Cryo-Structuring of Polymeric Systems. Poly(Vinyl Alcohol)-Based Cryogels Loaded with the Poly(3-hydroxybutyrate) Microbeads and the Evaluation of Such Composites as the Delivery Vehicles for Simvastatin^†

Round 1

Reviewer 1 Report

Manuscript entitled "Cryo-structuring of Polymeric Systems. 2
Poly(vinyl alcohol)-Based Cryogels Loaded with the Poly(3-hy- 3
droxybutyrate) Microbeads and the Evaluation of Such Compo- 4
sites as the Delivery Vehicles for Simvastatin" was written well and found to be novel. Following are the minor corrections need to done in the manuscrit.

1. Line 363 Mention speed.
2. Analytical characterization of prepared formulations needs to be reported such as FTIR and DSC. Which may support to understand the interactions between drug and polymers. 

Author Response

Dear Reviewer 1,

thank You very much for Your suggestions, for the time that You spent on our manuscript and for Your help in improve it.
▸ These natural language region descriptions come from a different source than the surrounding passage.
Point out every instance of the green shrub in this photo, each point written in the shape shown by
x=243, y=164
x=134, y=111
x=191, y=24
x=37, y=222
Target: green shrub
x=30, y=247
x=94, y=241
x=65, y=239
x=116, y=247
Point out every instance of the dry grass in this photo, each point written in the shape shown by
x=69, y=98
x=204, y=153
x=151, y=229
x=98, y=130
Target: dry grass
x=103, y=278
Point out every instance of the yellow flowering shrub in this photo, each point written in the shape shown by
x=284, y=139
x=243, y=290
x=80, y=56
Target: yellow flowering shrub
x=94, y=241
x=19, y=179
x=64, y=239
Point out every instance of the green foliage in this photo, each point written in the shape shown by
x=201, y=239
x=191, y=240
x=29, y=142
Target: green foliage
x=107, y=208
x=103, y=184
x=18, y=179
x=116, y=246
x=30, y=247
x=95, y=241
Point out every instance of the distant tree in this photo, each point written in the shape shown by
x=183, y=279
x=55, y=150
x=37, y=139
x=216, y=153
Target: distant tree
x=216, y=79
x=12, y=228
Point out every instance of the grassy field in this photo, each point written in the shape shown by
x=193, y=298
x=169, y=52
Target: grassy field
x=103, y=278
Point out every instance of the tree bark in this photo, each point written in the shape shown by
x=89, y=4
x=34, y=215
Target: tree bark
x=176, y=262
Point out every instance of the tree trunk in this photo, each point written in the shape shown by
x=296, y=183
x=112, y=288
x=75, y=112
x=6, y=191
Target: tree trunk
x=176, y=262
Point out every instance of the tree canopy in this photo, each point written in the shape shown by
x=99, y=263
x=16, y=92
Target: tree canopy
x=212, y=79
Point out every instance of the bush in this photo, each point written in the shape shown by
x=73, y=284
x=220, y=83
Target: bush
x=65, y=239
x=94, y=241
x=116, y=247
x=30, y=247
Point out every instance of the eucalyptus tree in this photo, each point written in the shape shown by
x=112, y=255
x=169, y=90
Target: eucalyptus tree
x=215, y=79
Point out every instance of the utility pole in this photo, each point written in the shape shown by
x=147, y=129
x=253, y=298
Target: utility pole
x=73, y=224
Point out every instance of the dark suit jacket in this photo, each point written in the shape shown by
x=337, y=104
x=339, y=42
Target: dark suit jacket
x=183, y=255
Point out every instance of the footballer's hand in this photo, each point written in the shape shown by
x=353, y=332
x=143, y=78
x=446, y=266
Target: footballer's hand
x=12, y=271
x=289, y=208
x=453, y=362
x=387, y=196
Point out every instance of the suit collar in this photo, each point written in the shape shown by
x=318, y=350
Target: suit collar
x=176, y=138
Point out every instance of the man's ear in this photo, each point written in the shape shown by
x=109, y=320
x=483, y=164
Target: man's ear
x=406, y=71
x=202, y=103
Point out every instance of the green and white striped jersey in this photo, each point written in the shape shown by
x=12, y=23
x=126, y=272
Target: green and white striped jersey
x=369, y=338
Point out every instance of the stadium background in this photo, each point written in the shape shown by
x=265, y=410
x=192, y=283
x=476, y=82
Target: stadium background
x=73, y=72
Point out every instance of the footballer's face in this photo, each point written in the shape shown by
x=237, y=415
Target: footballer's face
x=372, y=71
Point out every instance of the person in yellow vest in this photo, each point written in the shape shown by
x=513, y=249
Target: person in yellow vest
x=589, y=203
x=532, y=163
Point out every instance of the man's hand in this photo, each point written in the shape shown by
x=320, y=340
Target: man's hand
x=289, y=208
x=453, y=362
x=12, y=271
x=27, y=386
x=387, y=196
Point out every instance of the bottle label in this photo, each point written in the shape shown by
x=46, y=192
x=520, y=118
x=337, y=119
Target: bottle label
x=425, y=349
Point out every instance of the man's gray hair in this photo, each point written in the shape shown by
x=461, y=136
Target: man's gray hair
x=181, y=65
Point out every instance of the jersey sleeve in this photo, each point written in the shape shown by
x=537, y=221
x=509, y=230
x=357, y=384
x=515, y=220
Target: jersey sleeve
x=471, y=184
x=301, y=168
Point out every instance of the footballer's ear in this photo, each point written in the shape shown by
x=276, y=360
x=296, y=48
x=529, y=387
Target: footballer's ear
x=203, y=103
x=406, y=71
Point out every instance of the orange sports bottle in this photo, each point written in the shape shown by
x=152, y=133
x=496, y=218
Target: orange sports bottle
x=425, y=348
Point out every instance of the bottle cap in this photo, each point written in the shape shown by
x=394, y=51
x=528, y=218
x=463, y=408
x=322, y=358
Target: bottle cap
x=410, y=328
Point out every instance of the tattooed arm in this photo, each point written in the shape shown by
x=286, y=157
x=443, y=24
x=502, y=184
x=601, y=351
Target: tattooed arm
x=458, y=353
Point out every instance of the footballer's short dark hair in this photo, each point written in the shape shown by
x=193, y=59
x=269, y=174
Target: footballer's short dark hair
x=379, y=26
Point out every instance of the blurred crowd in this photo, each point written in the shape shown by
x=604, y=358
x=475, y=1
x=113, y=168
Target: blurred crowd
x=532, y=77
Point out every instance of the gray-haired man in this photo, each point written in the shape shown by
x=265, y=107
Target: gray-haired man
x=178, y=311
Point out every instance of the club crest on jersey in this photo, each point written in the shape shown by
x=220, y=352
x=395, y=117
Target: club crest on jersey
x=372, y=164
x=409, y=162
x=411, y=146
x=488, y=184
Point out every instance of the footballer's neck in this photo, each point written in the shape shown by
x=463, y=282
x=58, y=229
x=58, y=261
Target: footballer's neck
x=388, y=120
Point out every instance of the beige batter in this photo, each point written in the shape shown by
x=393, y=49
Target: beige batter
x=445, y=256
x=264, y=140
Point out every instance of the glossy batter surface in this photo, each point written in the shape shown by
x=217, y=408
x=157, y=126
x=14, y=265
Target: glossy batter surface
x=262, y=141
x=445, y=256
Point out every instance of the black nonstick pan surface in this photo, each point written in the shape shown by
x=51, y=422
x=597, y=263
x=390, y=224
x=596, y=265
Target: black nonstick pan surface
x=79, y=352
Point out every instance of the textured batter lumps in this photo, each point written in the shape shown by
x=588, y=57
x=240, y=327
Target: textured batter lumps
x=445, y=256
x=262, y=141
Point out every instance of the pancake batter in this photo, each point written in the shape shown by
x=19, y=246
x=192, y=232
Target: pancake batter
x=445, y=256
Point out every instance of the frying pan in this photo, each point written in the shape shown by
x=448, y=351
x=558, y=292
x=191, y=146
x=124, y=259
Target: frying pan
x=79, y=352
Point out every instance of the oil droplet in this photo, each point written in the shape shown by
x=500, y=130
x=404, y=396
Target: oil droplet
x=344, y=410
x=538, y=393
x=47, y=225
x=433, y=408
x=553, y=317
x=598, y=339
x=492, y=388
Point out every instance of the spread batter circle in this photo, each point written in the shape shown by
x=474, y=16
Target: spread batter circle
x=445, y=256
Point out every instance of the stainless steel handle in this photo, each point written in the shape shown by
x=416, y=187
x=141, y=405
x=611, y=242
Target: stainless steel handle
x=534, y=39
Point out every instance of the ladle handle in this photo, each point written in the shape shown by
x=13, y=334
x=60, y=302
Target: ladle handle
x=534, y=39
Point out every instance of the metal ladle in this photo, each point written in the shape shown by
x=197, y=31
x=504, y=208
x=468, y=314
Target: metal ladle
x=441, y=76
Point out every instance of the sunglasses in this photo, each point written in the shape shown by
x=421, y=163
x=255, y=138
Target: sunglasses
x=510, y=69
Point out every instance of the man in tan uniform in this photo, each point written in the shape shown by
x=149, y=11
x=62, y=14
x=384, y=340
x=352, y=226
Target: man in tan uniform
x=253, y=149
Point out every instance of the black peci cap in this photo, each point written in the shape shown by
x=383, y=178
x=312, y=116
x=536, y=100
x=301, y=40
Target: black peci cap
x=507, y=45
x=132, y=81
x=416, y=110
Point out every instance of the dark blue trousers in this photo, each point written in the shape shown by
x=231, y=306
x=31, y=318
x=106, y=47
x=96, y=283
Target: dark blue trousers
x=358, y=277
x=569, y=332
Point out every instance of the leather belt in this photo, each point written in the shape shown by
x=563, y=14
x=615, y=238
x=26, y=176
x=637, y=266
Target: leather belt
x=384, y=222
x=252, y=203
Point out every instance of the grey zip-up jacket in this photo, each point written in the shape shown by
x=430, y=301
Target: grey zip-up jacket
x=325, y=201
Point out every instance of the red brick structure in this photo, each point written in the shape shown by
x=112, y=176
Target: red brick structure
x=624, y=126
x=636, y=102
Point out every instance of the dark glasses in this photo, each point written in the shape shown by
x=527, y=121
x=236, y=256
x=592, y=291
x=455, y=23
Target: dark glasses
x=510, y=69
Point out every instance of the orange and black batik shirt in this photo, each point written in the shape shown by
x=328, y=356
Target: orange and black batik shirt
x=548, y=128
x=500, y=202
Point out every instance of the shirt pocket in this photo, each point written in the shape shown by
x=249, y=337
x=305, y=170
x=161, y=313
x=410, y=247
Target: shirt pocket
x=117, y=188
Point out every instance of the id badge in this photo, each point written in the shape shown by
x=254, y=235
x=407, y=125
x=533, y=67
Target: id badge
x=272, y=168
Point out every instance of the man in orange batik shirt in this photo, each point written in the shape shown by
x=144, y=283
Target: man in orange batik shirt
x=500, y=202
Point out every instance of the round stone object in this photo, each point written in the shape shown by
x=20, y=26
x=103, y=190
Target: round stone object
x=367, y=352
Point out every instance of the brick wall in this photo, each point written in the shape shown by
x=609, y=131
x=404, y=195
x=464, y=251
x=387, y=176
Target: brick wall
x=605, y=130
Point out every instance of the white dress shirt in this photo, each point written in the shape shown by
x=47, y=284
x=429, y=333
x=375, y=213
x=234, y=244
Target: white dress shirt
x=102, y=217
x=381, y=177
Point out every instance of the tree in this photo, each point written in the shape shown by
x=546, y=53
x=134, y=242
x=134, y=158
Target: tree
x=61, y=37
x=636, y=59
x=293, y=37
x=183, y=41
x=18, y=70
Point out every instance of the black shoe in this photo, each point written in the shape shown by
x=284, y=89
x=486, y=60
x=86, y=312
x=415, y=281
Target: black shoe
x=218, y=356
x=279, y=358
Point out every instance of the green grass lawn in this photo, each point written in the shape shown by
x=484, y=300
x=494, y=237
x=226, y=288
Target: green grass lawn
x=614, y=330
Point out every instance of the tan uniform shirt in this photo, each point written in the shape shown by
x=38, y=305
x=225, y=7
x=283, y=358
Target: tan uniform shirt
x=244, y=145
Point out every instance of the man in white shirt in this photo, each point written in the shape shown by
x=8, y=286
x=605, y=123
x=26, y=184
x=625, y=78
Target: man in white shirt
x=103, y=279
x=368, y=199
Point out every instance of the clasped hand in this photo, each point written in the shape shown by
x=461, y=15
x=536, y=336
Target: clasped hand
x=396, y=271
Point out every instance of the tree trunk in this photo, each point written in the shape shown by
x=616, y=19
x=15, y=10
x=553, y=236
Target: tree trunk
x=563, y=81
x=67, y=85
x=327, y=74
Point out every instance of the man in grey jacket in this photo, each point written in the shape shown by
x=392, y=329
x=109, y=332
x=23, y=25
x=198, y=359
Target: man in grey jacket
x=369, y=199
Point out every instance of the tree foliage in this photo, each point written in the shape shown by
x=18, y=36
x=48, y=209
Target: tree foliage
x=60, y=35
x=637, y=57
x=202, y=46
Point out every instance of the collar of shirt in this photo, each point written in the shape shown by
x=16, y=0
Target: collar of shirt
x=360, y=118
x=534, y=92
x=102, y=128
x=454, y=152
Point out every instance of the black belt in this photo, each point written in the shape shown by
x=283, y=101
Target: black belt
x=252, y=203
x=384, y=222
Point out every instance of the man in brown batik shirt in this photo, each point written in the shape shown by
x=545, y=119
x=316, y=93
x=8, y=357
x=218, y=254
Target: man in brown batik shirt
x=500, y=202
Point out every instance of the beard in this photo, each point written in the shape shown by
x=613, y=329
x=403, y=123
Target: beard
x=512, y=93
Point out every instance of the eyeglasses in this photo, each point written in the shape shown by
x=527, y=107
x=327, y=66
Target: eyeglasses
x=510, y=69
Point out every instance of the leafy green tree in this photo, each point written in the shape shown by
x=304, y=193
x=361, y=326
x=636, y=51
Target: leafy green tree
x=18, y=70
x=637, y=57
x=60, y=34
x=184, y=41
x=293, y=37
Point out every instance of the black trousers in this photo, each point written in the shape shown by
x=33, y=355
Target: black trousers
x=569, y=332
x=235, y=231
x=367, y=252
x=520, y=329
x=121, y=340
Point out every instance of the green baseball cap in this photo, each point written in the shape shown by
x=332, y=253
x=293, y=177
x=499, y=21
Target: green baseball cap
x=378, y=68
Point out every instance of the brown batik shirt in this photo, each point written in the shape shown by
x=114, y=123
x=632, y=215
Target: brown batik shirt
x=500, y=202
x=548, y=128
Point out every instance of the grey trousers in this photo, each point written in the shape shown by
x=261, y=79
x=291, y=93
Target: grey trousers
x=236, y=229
We answered as following to Your Questions:

Q1: Line 363 Mention speed.

A1: Stirring rate of 750 rpm was indicated in the line 366 of the primary manuscript.

Q2: Analytical characterization of prepared formulations needs to be reported such as

FTIR and DSC. Which may support to understand the interactions between drug

and polymers.

A2: The theoretical (calculated) weight ratio of the simvastatin and poly(3-hydroxybutyrate) upon the loaded microbeads preparation was as follows (section 3.2.1): 27 mg of simvastatin per 12 mL of 45 mg/mL polymer solution in chloroform (so, total weight of the polymer was 12x45=540 mg), i.e. 27:540 or 1:20. Subsequent rinsing steps additionally somewhat decreased the drug amount embedded by the polymer.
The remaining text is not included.